Berti è stato condannato dal tribunale di Avellino a cinque anni e 10 mesi per la strage del bus precipitato nel 2013 dal viadotto “Acqualonga” dell’A16 Napoli-Canosa causando la morte di 40 persone (leggi qui tutte le condanne). Castellucci era stato assolto. Il manager, emerge dalle intercettazioni depositate al Riesame, si aspettava una condanna di gran lunga inferiore in modo poi da chiedere la messa alla prova ed evitare il carcere. E quando invece i giudici leggono la sentenza si arrabbia tanto che al telefono dice: “Meritava che mi alzassi una mattina e andassi ad Avellino a dire la verità”. Dalle chiamate che Berti fa alla moglie ma anche a Donferri e altri colleghi, si capisce che il primo aumento di stipendio non basta più. Il manager vuole chiedere anche che Castellucci non prenda provvedimenti disciplinari. La procura di Avellino aveva impugnato la sentenza lo scorso anno mentre i colleghi genovesi avevano trasmesso le intercettazioni chiave.
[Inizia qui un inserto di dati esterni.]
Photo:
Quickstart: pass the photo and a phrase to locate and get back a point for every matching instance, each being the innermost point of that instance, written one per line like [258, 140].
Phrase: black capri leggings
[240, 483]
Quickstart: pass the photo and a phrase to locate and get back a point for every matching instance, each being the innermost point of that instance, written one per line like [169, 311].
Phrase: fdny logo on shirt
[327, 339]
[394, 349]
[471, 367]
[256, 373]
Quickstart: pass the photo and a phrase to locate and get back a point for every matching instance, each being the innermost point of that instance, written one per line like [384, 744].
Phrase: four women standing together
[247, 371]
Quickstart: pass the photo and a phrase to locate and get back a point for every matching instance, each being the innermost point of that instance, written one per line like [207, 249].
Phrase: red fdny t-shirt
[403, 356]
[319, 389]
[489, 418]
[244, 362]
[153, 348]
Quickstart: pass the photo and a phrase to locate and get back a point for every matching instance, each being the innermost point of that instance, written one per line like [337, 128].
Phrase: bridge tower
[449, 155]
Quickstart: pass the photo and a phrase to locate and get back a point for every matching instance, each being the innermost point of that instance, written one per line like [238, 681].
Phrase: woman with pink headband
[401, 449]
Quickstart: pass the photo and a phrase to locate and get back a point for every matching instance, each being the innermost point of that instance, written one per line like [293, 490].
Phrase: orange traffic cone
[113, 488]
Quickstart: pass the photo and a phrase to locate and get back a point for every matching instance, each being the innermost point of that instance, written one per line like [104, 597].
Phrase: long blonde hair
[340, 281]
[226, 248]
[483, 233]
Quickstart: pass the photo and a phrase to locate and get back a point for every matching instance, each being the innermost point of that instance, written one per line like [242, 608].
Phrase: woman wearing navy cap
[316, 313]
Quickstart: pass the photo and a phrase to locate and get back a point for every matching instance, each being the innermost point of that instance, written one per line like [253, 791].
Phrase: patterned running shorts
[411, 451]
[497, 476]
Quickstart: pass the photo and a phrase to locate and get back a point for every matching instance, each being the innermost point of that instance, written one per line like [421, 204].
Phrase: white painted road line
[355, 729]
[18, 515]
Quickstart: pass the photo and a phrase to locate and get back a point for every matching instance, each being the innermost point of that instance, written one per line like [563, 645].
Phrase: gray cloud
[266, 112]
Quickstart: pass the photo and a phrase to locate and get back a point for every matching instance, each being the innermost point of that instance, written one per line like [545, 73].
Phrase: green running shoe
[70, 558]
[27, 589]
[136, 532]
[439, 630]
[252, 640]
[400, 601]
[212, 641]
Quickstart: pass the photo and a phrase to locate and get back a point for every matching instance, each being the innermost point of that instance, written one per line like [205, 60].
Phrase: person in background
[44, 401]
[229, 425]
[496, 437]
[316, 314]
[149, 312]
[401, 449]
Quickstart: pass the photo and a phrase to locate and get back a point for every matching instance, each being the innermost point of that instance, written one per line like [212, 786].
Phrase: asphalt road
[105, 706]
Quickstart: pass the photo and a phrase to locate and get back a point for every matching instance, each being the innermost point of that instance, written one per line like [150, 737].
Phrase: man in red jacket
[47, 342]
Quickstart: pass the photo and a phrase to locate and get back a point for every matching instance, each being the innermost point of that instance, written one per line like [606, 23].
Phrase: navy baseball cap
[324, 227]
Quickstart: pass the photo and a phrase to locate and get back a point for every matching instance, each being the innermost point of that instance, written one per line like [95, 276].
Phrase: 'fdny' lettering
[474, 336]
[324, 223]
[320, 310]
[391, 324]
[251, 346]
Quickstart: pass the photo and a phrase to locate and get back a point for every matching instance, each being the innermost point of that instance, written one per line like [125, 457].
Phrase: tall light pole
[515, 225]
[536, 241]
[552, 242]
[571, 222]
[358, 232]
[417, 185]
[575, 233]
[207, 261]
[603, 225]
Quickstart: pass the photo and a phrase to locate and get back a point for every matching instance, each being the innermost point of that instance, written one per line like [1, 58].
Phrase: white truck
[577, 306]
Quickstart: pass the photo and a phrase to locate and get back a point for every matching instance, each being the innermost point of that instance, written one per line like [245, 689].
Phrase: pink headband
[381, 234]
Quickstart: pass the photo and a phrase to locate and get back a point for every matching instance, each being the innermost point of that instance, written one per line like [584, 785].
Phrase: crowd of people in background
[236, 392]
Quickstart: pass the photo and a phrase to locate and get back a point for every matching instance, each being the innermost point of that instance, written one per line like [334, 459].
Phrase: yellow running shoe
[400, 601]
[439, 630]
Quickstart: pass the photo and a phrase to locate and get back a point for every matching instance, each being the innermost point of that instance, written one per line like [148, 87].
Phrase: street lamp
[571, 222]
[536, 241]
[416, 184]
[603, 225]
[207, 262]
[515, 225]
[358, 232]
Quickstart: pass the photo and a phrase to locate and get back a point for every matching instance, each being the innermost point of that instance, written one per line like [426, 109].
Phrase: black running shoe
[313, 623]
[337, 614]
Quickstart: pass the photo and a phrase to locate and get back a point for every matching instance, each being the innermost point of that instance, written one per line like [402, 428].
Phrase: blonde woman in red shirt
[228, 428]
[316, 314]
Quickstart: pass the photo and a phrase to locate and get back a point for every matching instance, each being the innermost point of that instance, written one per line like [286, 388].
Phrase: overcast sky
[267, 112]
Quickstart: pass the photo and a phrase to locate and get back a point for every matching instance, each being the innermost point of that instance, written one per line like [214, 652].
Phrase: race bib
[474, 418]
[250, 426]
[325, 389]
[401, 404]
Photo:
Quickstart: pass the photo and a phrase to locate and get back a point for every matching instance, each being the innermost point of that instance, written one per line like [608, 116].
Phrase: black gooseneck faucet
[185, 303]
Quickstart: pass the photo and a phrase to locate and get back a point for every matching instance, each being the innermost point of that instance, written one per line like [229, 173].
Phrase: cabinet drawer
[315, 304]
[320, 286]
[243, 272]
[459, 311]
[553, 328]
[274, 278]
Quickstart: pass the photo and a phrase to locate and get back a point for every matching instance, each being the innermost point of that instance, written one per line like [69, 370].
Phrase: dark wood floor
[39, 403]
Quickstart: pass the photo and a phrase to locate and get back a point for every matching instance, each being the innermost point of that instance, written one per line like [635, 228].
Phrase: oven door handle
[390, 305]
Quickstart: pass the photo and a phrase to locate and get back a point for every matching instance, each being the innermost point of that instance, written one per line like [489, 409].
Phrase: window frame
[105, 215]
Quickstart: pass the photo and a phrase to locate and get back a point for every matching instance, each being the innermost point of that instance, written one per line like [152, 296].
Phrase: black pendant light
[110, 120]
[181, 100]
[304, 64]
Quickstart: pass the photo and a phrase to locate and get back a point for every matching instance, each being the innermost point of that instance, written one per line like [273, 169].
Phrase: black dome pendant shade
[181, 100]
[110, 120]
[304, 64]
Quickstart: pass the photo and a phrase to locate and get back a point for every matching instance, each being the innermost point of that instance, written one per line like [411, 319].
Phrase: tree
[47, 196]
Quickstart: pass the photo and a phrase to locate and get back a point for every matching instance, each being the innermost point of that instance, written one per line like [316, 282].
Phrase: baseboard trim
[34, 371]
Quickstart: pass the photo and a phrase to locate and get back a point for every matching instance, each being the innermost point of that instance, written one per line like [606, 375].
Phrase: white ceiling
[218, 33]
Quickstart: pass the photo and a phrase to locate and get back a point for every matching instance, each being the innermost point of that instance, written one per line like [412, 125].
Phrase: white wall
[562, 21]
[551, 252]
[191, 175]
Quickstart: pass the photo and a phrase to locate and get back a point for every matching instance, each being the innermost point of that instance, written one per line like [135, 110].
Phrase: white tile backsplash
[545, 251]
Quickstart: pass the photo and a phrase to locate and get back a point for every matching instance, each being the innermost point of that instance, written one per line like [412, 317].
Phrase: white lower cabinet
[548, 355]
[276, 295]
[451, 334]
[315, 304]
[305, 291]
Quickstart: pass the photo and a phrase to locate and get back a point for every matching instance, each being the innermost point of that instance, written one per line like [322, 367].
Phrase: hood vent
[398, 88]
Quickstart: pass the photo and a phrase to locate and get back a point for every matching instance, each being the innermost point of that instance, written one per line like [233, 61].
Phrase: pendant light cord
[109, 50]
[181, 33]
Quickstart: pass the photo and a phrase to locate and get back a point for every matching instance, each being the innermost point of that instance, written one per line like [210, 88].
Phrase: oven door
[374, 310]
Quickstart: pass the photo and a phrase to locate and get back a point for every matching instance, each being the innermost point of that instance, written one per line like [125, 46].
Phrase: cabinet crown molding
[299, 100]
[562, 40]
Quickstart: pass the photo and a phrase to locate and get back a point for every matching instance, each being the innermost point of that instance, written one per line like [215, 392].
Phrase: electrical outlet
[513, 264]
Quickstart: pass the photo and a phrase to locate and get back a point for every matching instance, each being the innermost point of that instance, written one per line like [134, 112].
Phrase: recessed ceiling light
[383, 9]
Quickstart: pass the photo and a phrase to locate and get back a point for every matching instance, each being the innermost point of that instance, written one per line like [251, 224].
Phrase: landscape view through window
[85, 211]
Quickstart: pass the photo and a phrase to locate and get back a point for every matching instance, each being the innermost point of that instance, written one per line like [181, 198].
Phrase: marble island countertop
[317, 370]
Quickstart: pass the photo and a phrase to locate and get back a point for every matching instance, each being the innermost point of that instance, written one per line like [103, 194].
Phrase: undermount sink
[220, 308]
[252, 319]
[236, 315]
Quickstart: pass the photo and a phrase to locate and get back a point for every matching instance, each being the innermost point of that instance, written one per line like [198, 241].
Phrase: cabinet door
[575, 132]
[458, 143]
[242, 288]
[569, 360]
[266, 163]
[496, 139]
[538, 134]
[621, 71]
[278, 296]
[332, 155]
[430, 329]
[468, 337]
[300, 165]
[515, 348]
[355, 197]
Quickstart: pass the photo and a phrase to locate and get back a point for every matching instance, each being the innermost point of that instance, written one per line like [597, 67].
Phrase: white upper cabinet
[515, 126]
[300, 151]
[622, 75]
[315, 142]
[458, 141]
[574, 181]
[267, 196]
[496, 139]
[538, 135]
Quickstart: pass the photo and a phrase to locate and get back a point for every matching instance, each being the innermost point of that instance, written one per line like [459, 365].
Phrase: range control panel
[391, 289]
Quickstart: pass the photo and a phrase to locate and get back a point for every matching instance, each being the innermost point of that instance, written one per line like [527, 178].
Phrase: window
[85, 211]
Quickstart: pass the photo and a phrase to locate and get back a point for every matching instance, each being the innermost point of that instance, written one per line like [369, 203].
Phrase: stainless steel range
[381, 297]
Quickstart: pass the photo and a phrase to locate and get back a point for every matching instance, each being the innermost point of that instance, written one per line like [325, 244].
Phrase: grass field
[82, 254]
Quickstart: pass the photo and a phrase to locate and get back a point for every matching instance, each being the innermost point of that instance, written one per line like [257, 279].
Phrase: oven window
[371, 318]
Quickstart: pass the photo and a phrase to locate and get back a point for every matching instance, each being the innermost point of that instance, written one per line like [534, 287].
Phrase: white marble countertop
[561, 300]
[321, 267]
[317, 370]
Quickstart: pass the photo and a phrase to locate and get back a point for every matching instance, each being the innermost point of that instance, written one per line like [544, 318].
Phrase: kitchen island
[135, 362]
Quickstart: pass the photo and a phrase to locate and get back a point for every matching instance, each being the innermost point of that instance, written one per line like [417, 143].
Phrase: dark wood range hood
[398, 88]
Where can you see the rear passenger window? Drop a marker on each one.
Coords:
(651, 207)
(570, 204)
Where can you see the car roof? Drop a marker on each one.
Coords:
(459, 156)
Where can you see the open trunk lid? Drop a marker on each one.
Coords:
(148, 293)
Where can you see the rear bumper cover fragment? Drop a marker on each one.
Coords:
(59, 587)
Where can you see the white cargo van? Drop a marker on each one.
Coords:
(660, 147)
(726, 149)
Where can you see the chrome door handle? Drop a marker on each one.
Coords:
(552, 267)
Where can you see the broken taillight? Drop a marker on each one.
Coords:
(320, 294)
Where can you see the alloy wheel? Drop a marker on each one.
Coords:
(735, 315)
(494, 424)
Durissimo l’intervento del sottosegretario Carlo Sibilia. “Dall’inchiesta di Genova sulla dirigenza di ASPI emergerebbe che i vertici di Autostrade per l’Italia, ed in particolare Paolo Berti, pur difendere sé stessi e la propria carriera, abbiano mentito ai giudici del processo sulla strage del bus ad Avellino, che il 28 luglio 2013 spezzò la vita di 38 persone. Solo il pensiero mi fa rabbrividire. Sembra che certa gente, pagata per tenere al sicuro i cittadini italiani, abbia pensato al proprio tornaconto invece che alla salute di chi usa le autostrade. Oltre che a confermare, una volta di più, le negligenze della gestione del sistema autostradale, se quanto viene fuori dall’inchiesta dovesse essere confermato, tale risultanza sarebbe da tenere in considerazione in relazione agli esiti del processo sulla strage di Acqualonga, ad Avellino. Forse per qualcuno la vita di quelle 38 persone e dei dieci feriti valeva meno dello scatto di carriera e del conseguente aumento di stipendio. Ora si faccia piena luce, non solo sulla strage del Ponte Morandi, ma anche su quella di Avellino, in maniera da restituire giustizia, e soprattutto verità, alle vittime e alle loro famiglie”.